Family Guy: “Baby Got Black”
Family Guy makes a lot of offensive jokes. This is nothing new, and not something that’d really be worth spending a lot of time talking about in this space, because duh. But it’s important to note, for Family Guy and all comedy like it, that the show hides behind its refusal to take anything seriously. Unfortunately, that means the show can never say anything seriously. “Baby Got Black” is the rare episode of the show that seems like it might have maybe had a tiny impulse to say something interesting. It falls totally and utterly flat, first because, well, it’s Family Guy, and second because it’s not very funny.
The episode starts with a bet to see who can stay awake longest between Peter, Quagmire, and Joe. As part of the bet, the three make prank calls to everyone they know with a dead wife before starting to hallucinate. The problem with most hallucination scenes in TV is that they’re less fun than actually hallucinating and rarely capture the loopy and surrealist quality of legitimate dreams (or hallucinations). That doesn’t change here as we get a brief bit of Quagmire and Peter turning into pizzas or Quagmire fantasizing that Joe is Cheetarah from Thundercats. This is all silly and bland, but that impulse does pay off later in the episode with the elaborate Footloose cutaway, which is probably the best part of the half-hour simply because it’s so random.
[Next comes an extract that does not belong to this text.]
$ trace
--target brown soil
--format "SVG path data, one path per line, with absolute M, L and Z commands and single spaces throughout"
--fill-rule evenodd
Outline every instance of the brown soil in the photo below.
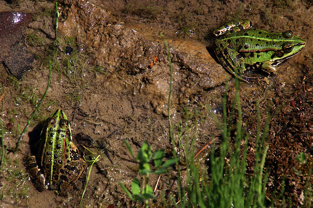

Next, we get to the main “plot” when Jerome’s daughter Pam hits on Chris at a restaurant, leading to a “blossoming” young romance. Kevin Michael Richardson has always been fun as Jerome on this show and Principal Lewis over on American Dad, and he’s pretty much the only reason “Baby Got Black” doesn’t collapse into absolute garbage. Initially, this plot focuses on the ways the Griffins deal with race: Lois claims she voted for Obama “once” and lists every black person she’s ever seen on TV. Brian makes pompous remarks about how considerate he is toward “Dr. King.” Peter is actually pretty cool about the whole thing. But instead, Jerome turns out to be the racist one, claiming he doesn’t want his daughter dating a white boy. The plot here strikes me as something the writers actually thought might have been smart—maybe someone just really recently watched Guess Who’s Coming To Dinner?
So there’s a germ of an idea. But… everything is just so, so unfunny. The big centerpiece of Peter’s attempts to get Jerome to stop being a racist is a big musical number about white people’s contributions to society (including The Cleveland Show). Jerome’s reaction just about captured mine: “That song only made me hate white people even more.” That’s especially a bummer since Family Guy and American Dad have done some pretty successful madcap musical-type things in the past. (I generally like Seth MacFarlane’s singing voice!)
Eventually, Chris and Pam run away (prompting unflattering comparisons to another episode in Fox’s Animation Domination bloc, tonight’s Bob’s Burgers) and Peter and Jerome go looking for them. In the process, Peter learns that Jerome has to deal with being pulled over by the cops all the time, treated like a criminal because of his race. Peter, who has never had to experience police harassment, realizes that he has benefited from what we might like to call white privilege, a “teaching” moment that gets just a few seconds of the episode. On very, very rare occasions Family Guy can commit to an emotional moment (something it did well in “Life Of Brian”), but it has to really commit, and this is just boring. Finally, predictably, Jerome and Peter stop Chris from getting laid and everything just ends on a note of forced acceptance. “Baby Got Black” tries to enforce a traditional, sappy sitcom ending on 20 minutes of bad racist jokes (even if they’re directed at everyone). It’s not a good look.
Stray observations
- Unofficial cutaway counter: five.
- Stewie makes a joke about St. Francis! (Who is also a clue on today’s New York Times crossword.)
- “I was hoping they’d be darker.”
- “Black racism is the biggest problem facing the country today.”
- I think I also would’ve liked this more if Chris and Pam actually had some sort of “emotional” connection, rather than Chris just really wanting to get laid. It made the whole thing a lot more cynical.